IBM has experimentally validated the nanostack architecture with functional CMOS inverters demonstrating expected switching behavior, confirming the technology can be physically built and supports real computation. However, the sub-1 nm chip remains a research achievement for now. IBM sees a path to production within the next five years, with earliest adoption expected at the sub-1 nm node.

Industry Context and Competitive Landscape

IBM is primarily a research and IP licensing entity in semiconductors rather than a manufacturer. The technology will need to be transferred to manufacturing partners such as Rapidus, Samsung, Intel, or TSMC. Intel, Samsung, and TSMC are also developing complementary field-effect transistor (CFET) technologies, though IBM claims its staggered nanostack design offers unique advantages in wiring simplicity and performance.

Qing Cao, Professor of Materials Science and Engineering at the University of Illinois at Urbana-Champaign, told MIT Technology Review that IBM’s work is “transformative” because it demonstrates how to stack transistors on a full wafer using a state-of-the-art manufacturing line, while noting that manufacturing complexity and thermal management remain significant challenges.

What’s Next

IBM’s internal roadmap projects nanostack scaling through multiple generations: 7 angstrom (Å), 5 Å, 3 Å, and potentially down to 1 Å. The company expects the architecture to underpin CPUs, GPUs, mobile SoCs, and SRAM arrays, eventually replacing nanosheet as the mainstream leading-edge architecture starting at the sub-1 nm node.

With the generative AI boom driving enormous demand for computing power, chips that offer 70% better energy efficiency directly address the power consumption crisis in AI data centers.

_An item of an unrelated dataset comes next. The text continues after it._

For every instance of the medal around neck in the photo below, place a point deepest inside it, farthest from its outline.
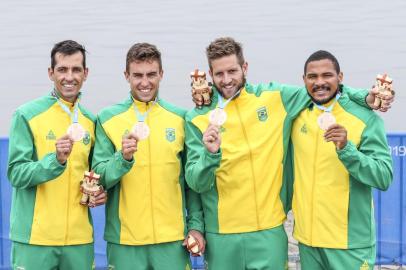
(76, 132)
(141, 130)
(325, 120)
(217, 117)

As IBM’s Forbes coverage noted, the promised efficiency gain matters because the generative-AI boom has turned chip power consumption into one of the computing industry’s biggest problems.

For an industry that has long debated the end of Moore’s Law, IBM’s nanostack breakthrough offers a clear answer: the roadmap extends well into the next decade, and the Angstrom era has officially begun.